Sunday, May 25, 2014

“New Mexico A History” More Than Imperfect

In my recent column about government dependence, “imperfect” was the description for “New Mexico A History” (by Joseph P. Sanchez, Robert Spude and Art Gomez, University of Oklahoma Press, oupress.com, 2013). I was being nice.
The book provided for my column purposes a useful if occasionally confusing description of the careers of Mayor / Governor Clyde Tingly and Sen. Dennis Chvez. As a small example, I got Chavez’ date of death from Wikipedia. For non-readers of the column, the point was that we have been chasing the government dollar in New Mexico just about forever, so the present whining about “government dependence” becomes even more that just—whining.
In “New Mexico A History,” there are no footnotes and no bibliography. A historian friend says this is a major no-no for history books.
The first situation (page 195) gaining my attention in a negative way probably had to do with the infamous “unamendables” clause. I say probably because the authors did not use that well recognized phrase (by New Mexico constitution nerds), but writing about creating the constitution, they said, “Equally important to Hispanics was a clause that made it nearly impossible to amend the constitution.”

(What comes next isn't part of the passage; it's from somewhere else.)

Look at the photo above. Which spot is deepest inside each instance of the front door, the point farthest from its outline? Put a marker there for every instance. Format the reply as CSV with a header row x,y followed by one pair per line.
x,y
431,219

With regard to our much-amended constitution, that’s simply not true. However it is not clear that the sentence applies to the entire constitution. Sloppy at best. What were the OU Press editors?
Sentences scream for footnotes.
They talk about the “Clovis subdivision” rail line without being clear where that is. Then, “The Clovis subdivision remains the busiest line in the Western Hemisphere to this day.” Oh? Who says?
They seem confused about when Intel came to Rio Rancho, which was 1981. I wrote about it at the time. Consider, “Rio Rancho, home to Intel and other notable high tech firms, doubled in size during this period.” The dates in this paragraph identifying “this period” were 1950 to 1970. Rio Rancho hardly existed in 1970 and for sure was not incorporated, so getting population figures would have been a chore.
The Hyatt in downtown Albuquerque is alleged to have been there in 1970. Not true. It was 1990.
About half of page 326 goes to the Pegasus Global Holdings project that was a promotion all the way and, so far as I know, has not yet happened. Of the project, Wikipedia says, “Construction was scheduled to start in June 2012, but was cancelled in July 2012. Pegasus Global Holdings' decision to build the city arose from their own testing needs. As of August 2013, the project appeared dead.”
Politics joined inaccuracy with inclusion of the criticism of Intel’s water use that developed after Intel’s huge expansion in the early 1990s. (The expansion wasn’t mentioned, just the water use criticism.) No mention appeared of Intel’s work to reduce it water use. (I was in some of those meetings.) In the water use discussion (or whatever it was), Hewlett-Packard, which came to Rio Rancho in 2009 with a customer service center (a call center in other words), was taken together with Intel which appeared 28 years earlier.
There is more. All in all, very annoying.